BOSTON -- With one swing, David Ortiz tied three Hall of Famers -- including fellow Red Sox legend Ted Williams -- with career homer No. 521 in Friday night's 8-4 loss to the Mariners at Fenway Park.
Ortiz launched a two-run shot to center field in the fourth inning against Mariners right-hander Hisashi Iwakuma to move into a tie for 19th place on the all-time list. Willie McCovey and Frank Thomas also hit 521 home runs.
"It means a lot," said Ortiz. "Historically, all you guys know how great Mr. Ted Williams was. Like I always say, whenever they throw your name out there with those legendary [players], it kind of tells you what kind of career you've had through the years.

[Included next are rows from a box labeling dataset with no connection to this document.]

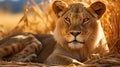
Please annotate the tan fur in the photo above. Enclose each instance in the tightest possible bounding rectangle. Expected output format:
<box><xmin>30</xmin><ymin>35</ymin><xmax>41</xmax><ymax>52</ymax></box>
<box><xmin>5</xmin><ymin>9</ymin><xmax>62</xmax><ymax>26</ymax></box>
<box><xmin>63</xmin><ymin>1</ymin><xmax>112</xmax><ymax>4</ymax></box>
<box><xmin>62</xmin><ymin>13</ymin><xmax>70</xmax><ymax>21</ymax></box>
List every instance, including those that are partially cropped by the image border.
<box><xmin>46</xmin><ymin>0</ymin><xmax>108</xmax><ymax>65</ymax></box>
<box><xmin>0</xmin><ymin>0</ymin><xmax>109</xmax><ymax>65</ymax></box>
<box><xmin>0</xmin><ymin>33</ymin><xmax>56</xmax><ymax>63</ymax></box>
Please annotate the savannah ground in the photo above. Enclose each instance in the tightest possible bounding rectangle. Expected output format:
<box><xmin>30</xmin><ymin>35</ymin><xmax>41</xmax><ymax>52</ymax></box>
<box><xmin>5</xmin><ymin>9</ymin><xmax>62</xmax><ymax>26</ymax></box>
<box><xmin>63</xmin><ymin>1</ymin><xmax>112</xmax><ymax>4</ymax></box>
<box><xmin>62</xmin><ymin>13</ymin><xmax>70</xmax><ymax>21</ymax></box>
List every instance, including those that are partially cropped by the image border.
<box><xmin>0</xmin><ymin>0</ymin><xmax>120</xmax><ymax>67</ymax></box>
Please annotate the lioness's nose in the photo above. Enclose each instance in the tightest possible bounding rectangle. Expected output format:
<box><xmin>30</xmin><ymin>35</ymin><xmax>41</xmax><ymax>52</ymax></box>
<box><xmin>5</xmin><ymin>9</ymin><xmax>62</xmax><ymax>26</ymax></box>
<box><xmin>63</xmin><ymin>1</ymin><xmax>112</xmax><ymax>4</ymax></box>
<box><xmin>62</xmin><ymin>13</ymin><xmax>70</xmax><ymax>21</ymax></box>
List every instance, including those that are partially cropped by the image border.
<box><xmin>70</xmin><ymin>31</ymin><xmax>81</xmax><ymax>37</ymax></box>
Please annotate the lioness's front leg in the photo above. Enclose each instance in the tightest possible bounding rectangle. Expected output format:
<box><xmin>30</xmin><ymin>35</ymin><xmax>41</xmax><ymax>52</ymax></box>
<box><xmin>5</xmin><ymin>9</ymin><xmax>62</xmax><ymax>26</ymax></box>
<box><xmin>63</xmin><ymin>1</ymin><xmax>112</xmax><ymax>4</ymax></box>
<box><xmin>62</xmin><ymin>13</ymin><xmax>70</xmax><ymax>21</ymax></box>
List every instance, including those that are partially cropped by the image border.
<box><xmin>46</xmin><ymin>54</ymin><xmax>72</xmax><ymax>65</ymax></box>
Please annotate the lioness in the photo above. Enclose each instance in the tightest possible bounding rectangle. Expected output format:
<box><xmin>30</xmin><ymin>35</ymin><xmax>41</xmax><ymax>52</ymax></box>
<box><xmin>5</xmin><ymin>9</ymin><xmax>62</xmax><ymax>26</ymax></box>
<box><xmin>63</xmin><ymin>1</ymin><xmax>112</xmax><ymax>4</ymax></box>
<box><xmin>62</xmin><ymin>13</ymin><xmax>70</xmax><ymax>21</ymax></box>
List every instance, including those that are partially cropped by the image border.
<box><xmin>46</xmin><ymin>0</ymin><xmax>109</xmax><ymax>65</ymax></box>
<box><xmin>0</xmin><ymin>0</ymin><xmax>109</xmax><ymax>65</ymax></box>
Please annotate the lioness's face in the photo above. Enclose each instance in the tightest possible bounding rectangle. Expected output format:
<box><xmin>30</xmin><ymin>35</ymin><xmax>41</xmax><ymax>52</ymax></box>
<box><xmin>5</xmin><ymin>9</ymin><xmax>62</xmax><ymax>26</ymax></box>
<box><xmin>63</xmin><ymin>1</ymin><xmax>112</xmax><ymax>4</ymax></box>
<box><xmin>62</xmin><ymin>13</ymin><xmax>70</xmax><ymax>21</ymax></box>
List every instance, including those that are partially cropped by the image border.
<box><xmin>55</xmin><ymin>0</ymin><xmax>105</xmax><ymax>49</ymax></box>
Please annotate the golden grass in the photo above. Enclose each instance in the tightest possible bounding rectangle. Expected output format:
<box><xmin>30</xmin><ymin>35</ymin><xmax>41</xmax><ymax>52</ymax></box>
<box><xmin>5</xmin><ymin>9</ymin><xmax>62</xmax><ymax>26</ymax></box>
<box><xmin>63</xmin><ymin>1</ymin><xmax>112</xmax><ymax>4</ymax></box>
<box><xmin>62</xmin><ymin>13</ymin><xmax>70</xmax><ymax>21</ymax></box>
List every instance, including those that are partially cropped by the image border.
<box><xmin>0</xmin><ymin>0</ymin><xmax>120</xmax><ymax>67</ymax></box>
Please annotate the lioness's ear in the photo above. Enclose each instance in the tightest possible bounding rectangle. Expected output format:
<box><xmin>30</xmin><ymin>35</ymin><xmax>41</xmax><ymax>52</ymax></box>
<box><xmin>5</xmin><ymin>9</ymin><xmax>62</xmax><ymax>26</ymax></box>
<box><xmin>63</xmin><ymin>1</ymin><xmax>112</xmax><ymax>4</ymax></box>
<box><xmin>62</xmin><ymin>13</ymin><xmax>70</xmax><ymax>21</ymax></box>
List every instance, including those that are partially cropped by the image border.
<box><xmin>90</xmin><ymin>1</ymin><xmax>106</xmax><ymax>19</ymax></box>
<box><xmin>52</xmin><ymin>0</ymin><xmax>68</xmax><ymax>17</ymax></box>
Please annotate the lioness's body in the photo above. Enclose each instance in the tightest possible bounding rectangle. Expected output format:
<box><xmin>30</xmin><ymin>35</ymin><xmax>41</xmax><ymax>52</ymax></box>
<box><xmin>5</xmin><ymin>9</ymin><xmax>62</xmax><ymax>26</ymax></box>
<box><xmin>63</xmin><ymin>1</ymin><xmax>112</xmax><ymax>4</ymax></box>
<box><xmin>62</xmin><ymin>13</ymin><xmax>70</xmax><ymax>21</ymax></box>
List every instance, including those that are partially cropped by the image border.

It's not over."
To Ortiz, tying Williams for career homers was meaningful enough to collect the baseball for his personal collection.
"It's a good ball to keep, trust me," said Ortiz. "The gentleman who caught it, he was very generous and he wanted me to autograph a bat for him and I did."

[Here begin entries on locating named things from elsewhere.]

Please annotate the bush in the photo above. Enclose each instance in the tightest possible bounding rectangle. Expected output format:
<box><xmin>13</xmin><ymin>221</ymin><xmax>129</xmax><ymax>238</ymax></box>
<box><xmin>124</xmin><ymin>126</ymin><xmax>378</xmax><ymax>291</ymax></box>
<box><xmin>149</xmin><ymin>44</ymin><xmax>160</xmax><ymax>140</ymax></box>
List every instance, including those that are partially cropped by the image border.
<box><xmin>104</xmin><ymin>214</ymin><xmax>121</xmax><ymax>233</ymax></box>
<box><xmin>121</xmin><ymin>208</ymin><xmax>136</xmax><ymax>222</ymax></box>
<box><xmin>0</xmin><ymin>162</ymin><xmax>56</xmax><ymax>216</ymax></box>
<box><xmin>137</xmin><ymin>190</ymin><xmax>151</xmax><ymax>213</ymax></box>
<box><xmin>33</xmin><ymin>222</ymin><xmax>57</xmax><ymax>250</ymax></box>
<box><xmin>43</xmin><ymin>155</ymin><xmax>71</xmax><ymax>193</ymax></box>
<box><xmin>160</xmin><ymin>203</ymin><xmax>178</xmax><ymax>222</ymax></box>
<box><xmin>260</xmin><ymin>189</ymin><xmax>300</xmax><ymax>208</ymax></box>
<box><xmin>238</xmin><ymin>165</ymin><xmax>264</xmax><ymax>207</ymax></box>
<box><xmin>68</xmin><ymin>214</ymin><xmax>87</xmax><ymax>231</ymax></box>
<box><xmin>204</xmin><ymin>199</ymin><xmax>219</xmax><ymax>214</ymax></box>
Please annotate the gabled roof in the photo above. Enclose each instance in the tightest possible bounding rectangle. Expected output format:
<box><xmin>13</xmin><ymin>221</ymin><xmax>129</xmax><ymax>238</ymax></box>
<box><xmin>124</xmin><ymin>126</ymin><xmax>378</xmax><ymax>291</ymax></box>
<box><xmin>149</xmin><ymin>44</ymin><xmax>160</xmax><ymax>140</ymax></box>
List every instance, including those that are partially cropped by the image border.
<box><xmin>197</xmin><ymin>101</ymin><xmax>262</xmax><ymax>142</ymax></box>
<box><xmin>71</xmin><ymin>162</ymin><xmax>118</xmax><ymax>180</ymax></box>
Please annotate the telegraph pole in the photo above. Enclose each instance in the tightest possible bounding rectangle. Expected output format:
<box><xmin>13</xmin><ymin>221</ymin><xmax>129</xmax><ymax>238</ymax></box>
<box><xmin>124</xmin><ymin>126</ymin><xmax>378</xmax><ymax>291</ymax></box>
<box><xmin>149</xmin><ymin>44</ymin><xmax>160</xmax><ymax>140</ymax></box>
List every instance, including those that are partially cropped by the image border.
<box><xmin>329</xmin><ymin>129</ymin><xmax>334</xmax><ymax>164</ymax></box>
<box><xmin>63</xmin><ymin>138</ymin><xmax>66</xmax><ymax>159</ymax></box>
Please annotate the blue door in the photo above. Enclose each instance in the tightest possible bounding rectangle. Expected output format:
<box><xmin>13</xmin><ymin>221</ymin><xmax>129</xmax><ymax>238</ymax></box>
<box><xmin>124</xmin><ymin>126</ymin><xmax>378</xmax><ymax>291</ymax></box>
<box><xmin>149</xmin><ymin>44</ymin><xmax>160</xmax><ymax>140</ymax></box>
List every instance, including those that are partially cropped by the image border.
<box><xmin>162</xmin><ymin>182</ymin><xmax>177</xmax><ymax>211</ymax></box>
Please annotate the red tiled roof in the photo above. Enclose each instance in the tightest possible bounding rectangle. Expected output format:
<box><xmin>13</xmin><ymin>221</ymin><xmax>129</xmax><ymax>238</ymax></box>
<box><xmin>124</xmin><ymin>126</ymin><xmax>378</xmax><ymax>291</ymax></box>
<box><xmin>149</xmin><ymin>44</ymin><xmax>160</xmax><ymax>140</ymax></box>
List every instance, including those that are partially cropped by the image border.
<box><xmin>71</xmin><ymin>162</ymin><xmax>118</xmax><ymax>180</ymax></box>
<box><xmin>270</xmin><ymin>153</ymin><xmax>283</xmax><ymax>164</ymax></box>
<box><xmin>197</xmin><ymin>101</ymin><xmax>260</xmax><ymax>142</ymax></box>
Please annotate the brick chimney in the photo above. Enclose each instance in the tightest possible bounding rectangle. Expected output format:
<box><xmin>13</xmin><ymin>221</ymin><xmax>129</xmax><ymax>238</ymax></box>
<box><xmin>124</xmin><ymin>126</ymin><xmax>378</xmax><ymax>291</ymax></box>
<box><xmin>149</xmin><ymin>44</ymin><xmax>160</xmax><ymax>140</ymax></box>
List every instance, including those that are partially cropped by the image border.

The drive was projected by Statcast™ to land 400 feet away and had an exit velocity of 101 mph.
"With each game, with each home run, with each extra-base hit, he is seemingly climbing up not only the Red Sox ladder but the Major League Baseball history ladder," said Red Sox manager John Farrell. "We're watching not only an impressive year unfold with David, but it may turn out to be a historic one before it's all said and done."

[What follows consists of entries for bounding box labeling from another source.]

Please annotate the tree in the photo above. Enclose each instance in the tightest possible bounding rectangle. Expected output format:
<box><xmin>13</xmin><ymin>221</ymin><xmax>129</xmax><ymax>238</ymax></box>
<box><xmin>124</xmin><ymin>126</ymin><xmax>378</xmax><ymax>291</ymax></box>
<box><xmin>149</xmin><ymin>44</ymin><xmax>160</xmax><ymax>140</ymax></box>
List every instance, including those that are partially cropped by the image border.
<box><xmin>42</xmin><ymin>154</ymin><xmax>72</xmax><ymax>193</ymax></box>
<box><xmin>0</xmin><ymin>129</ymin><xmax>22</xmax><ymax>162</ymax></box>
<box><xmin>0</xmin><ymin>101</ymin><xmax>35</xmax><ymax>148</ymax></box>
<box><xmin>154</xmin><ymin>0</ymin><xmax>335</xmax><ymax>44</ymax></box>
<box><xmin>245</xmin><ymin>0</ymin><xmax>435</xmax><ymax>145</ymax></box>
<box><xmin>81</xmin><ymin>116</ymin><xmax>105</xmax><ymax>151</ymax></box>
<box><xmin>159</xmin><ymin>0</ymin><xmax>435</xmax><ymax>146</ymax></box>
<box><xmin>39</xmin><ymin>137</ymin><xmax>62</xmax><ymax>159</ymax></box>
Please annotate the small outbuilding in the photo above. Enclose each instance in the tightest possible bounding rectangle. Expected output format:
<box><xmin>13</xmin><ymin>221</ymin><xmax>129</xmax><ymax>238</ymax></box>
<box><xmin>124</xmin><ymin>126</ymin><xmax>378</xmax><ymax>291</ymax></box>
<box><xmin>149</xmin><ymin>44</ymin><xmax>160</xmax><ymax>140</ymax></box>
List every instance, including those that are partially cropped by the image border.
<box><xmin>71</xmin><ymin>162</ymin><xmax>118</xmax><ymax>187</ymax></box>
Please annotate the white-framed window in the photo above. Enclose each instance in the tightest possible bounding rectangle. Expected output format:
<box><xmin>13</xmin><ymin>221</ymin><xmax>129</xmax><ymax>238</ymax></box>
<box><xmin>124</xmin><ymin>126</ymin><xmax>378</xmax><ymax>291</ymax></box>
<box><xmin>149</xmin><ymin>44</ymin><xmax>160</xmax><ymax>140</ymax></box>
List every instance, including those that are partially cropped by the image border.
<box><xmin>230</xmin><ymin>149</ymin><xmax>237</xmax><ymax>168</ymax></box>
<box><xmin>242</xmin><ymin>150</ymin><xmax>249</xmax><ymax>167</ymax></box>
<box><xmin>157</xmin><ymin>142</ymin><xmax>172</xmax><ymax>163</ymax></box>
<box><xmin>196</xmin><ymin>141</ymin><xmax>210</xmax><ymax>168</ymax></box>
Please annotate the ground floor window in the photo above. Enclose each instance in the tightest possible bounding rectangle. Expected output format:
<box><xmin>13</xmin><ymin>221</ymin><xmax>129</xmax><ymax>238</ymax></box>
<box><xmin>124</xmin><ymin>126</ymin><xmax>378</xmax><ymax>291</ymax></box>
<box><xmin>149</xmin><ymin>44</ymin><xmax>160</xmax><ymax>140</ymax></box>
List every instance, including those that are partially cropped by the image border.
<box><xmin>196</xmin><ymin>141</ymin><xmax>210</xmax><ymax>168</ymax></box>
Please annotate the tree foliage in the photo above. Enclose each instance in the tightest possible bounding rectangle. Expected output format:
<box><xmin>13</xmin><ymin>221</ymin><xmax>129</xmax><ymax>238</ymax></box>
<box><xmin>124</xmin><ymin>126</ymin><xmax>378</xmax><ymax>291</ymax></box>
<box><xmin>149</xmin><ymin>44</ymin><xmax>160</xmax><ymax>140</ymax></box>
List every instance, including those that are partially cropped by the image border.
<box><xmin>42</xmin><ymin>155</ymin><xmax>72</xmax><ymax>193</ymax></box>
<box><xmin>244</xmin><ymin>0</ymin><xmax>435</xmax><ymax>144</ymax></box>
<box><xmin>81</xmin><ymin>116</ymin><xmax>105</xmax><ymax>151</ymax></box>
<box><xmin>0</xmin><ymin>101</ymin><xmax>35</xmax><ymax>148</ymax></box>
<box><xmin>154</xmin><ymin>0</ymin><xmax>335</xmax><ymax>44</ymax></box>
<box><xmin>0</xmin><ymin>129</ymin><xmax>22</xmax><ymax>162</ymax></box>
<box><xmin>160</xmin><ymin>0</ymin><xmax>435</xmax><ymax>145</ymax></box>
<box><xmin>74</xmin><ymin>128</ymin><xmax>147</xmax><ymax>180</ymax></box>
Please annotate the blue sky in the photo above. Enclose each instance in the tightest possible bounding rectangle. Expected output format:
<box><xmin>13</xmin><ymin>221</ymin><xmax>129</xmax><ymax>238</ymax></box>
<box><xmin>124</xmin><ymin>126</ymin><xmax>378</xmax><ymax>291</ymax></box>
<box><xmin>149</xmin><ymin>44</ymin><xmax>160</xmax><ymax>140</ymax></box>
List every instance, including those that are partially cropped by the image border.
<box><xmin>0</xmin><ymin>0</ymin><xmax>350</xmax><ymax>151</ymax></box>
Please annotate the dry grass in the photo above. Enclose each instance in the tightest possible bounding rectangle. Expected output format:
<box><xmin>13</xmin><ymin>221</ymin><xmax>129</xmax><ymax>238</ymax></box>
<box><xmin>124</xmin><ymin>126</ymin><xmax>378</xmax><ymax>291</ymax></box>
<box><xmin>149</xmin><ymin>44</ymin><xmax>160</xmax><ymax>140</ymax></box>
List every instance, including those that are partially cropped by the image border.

Ortiz will have to hit 13 more home runs this season to tie another Hall of Famer who played for the Red Sox -- Jimmie Foxx -- for 18th all-time.
"It's wonderful," said Ortiz. "You're talking about some of the greatest hitters in the history of the game. Your name is being mentioned right next to them. It's all good."
Boston's Big Papi is having a prolific final season with the Red Sox at the age of 40. The slugger is hitting .344 with 29 doubles, 18 homers, 59 RBIs and a 1.147 OPS.
"He's putting the team on his back," said Red Sox shortstop Xander Bogaerts. "He's been definitely the best player on the team so far. He's been like that for years now."